Time for privatisation

Wednesday, 27 July 2022 00:00 -     - {{hitsCtrl.values.hits}}

Following the worst economic crisis since Independence, the chorus is growing for effective restructuring of State-Owned Enterprises (SOEs) including outright sales, privatisation, listing on the Colombo Stock Exchange and where possible Public Private Partnerships (PPPs).

The renewed discussion and debate is after over 15 years of inaction beginning from President Mahinda Rajapaksa regime and his advisors who simply said no to privatisation as part of election campaign promise. This stance was populist but the very polity is the victim today having to bear the cost of a State sector that ballooned under Rajapaksa benevolence.

As per the Public Sector Employment Survey conducted by the Central Bank, total public sector employment in 2021 increased to 1.5 million as against 1.2 million a decade ago in 2011. Some estimate that the actual increase is over a million. Of the total Rs. 1.27 trillion tax income, 88% or Rs. 1.11 trillion goes to paying State sector employee salaries and pensions. This fact alone makes a compelling case why the Government should take a serious look at restructuring of the public sector apart from natural productivity and efficiency benefits to the public and potential new sources of tax revenue.

The big loss making SOEs – Ceylon Petroleum Corporation, Ceylon Electricity Board, SriLankan Airlines, Sri Lanka Railway and Sri Lanka Transport Board needs immediate action despite trade union pressure. It is welcome that soon after being appointed as Prime Minister in May, Ranil Wickremesinghe said SriLankan Airlines would be privatised. 

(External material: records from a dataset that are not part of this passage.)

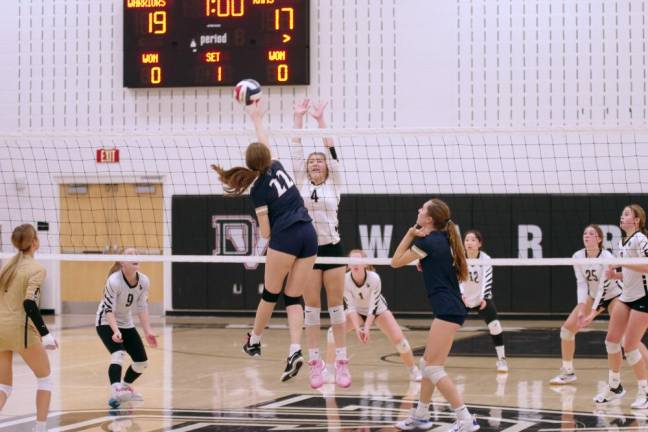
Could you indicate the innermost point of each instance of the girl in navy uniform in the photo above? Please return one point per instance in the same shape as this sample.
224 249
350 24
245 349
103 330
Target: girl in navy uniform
434 241
319 180
283 219
629 318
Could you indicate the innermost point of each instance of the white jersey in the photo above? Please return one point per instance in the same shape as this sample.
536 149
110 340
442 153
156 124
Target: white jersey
635 284
588 280
365 298
321 201
479 284
120 298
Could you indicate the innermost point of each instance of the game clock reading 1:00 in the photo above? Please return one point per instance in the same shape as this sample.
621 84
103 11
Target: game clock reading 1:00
187 43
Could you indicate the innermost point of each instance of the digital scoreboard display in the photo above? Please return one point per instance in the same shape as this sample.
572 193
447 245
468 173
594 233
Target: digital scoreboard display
188 43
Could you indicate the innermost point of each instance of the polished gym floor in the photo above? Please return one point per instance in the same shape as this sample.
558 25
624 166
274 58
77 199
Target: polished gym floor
200 380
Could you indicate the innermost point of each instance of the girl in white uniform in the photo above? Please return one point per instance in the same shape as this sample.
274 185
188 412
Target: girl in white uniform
126 291
365 305
629 318
588 280
319 181
477 294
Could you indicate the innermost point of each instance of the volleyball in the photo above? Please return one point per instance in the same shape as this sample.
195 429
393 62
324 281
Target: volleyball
247 91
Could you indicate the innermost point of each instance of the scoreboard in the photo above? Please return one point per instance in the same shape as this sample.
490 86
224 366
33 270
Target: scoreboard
187 43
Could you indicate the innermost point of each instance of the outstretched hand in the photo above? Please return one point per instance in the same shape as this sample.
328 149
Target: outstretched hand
301 108
317 111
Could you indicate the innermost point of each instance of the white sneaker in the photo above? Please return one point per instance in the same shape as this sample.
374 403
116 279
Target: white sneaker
609 395
415 374
565 377
641 402
465 425
413 423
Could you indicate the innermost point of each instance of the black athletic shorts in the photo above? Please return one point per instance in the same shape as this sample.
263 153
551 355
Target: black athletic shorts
330 250
131 342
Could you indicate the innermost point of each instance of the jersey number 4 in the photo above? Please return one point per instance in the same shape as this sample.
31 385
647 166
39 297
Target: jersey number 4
282 188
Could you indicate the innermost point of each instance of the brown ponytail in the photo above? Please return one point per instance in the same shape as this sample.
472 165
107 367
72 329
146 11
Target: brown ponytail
639 212
440 213
115 267
236 180
22 238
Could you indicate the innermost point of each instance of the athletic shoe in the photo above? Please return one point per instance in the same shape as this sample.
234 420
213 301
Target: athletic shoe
565 377
342 374
253 350
134 396
609 395
293 364
413 423
465 425
316 376
415 374
641 402
502 366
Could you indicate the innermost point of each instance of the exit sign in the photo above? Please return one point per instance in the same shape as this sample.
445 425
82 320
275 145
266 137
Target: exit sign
108 155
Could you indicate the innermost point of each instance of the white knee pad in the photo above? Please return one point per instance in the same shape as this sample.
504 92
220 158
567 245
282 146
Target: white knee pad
494 327
566 334
434 373
403 346
612 347
337 314
633 357
329 335
139 367
4 388
312 316
45 384
117 357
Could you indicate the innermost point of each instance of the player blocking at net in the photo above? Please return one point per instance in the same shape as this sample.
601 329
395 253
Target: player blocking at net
319 181
20 284
434 241
283 219
629 318
126 291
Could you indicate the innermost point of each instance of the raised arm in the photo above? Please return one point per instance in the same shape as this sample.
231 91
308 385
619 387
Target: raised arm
296 148
256 111
317 112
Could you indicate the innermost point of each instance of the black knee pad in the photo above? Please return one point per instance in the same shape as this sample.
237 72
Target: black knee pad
269 297
289 301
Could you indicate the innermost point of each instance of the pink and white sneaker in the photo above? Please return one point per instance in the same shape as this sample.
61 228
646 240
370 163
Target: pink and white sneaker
134 395
316 376
342 374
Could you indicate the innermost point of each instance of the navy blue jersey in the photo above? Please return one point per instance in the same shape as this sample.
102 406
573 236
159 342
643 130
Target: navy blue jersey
440 278
275 192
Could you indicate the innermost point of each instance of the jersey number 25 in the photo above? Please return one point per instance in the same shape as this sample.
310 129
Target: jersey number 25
281 189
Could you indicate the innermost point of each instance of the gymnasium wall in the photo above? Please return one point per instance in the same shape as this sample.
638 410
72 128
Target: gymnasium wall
525 226
380 64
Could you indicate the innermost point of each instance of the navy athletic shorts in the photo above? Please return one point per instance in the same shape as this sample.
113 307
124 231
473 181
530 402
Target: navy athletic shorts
299 240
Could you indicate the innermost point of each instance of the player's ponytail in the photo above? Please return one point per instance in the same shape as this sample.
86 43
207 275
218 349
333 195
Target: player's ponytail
640 213
237 180
22 238
459 263
115 267
440 212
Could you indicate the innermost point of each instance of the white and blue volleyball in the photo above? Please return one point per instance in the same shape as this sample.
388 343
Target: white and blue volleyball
247 91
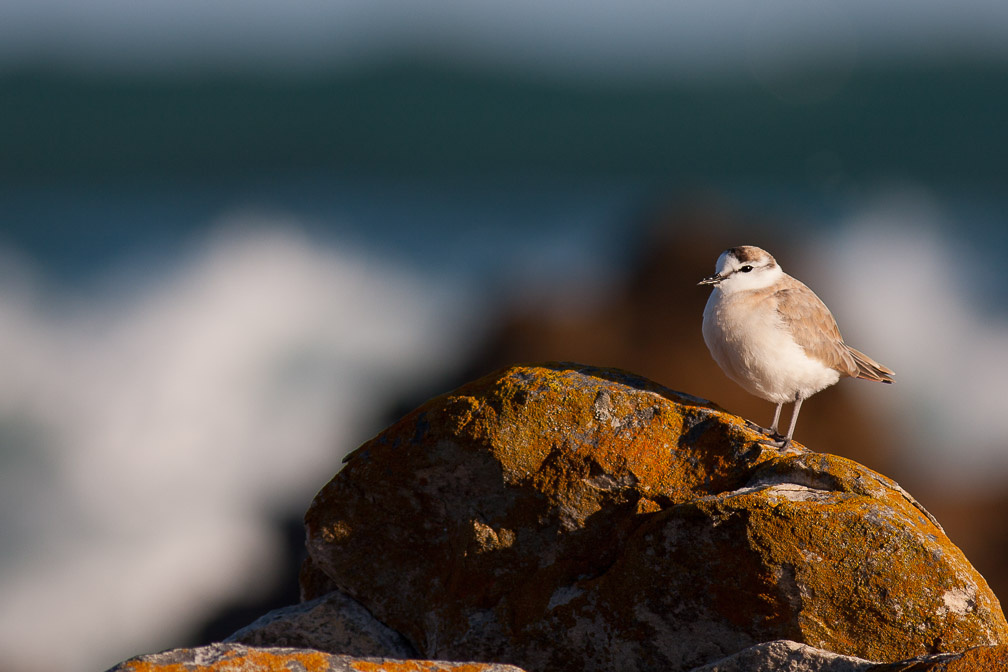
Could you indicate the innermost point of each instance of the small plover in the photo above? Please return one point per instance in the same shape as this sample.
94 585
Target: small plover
772 334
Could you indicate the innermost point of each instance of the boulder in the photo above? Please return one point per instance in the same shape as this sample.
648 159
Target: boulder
564 517
241 658
335 623
781 655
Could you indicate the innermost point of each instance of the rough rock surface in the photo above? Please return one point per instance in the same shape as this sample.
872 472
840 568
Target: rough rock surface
979 659
781 655
241 658
563 517
335 623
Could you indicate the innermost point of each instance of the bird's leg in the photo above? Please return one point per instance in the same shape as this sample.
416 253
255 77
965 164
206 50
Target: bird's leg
772 431
794 420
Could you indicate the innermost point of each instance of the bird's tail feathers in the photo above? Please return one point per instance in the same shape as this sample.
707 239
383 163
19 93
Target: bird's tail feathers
869 369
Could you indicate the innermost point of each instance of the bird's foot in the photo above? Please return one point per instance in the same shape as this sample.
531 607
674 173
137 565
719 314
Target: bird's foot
773 433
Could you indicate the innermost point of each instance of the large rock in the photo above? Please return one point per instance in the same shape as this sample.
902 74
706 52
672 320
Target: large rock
334 623
241 658
784 656
563 517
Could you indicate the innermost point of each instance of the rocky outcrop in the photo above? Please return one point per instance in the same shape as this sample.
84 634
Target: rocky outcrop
790 656
335 623
564 517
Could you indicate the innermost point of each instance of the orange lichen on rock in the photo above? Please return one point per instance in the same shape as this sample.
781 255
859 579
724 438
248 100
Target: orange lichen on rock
416 666
238 659
569 517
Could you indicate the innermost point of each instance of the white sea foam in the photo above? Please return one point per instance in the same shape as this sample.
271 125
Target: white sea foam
909 292
147 429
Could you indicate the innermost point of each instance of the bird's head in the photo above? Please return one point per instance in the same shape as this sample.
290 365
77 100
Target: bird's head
744 269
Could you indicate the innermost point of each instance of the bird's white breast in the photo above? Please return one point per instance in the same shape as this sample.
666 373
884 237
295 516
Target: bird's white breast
752 346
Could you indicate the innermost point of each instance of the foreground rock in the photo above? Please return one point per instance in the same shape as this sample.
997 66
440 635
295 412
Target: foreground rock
240 658
569 518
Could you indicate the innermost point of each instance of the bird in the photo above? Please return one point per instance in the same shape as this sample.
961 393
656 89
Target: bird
776 339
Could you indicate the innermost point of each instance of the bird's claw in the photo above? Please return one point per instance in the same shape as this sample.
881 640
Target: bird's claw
763 430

The challenge in realising privatisation under the now President Wickremesinghe is the fact that within the Government ranks there remains a plethora of anti-privatisation Rajapaksa loyalist MPs who voted for Ranil at the 20 July secret ballot in Parliament. Pro-Ranil proponents of SOE restructuring are confident that as the Executive President he will fast track the initiative. However, only time will tell.

Recently the Economic Intelligence Unit of the Ceylon Chamber of Commerce in partnership with the Colombo Stock Exchange (CSE) stressed that a super-holding company for managing SOEs has been identified as a globally successful model. This model allows the Government to adopt a more arms-length approach to SOEs’ operational decision-making, relieving it of the direct responsibility of overseeing all the SOEs dispersed across various industries, and redirect its budget and energy elsewhere.  The merits of this model have enabled countries such as Malaysia and Singapore, which have similar holding company structures, to ensure impressive performances of their SOEs. Successful models of Singapore’s Temasek Holdings and Malaysia’s Khazanah Nasional are cases in point.

Whilst both Temasek and Khazanah are best practices for emerging economies, it may be foolish to adopt the models in Sri Lanka sans the inherent natural and institutional dynamics prevalent in the two countries.  Unless necessary reforms, laws and work and management culture are in place, introducing Temasek or Khazana type holding company structures for SOEs may not work. To be more realistic the eventual goal could be setting up such a structure but beforehand the necessary conditions and a degree of early reforms and restructuring of SOEs must be ensured. A case in point is that Sri Lanka’s port sector is a model for PPP and has had enough learnings. But after two decades of private sector managed and majority owned terminal operations, Sri Lanka is yet to establish the necessary regulatory body for oversight on best practices.  The State-owned Sri Lanka Ports Authority continues to be the landlord, terminal operator, shareholder as well as defector regulator of sorts. If the new Government is sincere and keen on promoting privatisations and PPPs as an essential strategy, then appointing a regulator to the port sector is a must. Given Sri Lanka’s own macroeconomic challenges and petty politics, the desired model such as Temasek or Khazana will take time. In the interim, Sri Lanka can re-introduce transparent privatisation of SOEs via the Colombo stock market. The Sri Lanka Telecom (SLT) exercise and its success remains a home-grown model. 

The Daily FT in its 18 April issue published a list of Government owned assets worth a staggering $ 11 billion which the Government could explore to divest or maximise returns with private sector involvement. See ft.lk/front-page/Free-up-over-11-b-in-State-owned-assets-to-ease-reserves-crisis-Experts/44-733521.  This could be a starting point. Some of the entities listed include profitable entities with considerable state ownership. Listing some of these entities on the CSE with a stake on offer for a strategic investor and the public is also another option. Whether an International Monetary Fund program happens early or later, it is in Sri Lanka’s future interest that SOE reforms are made a priority.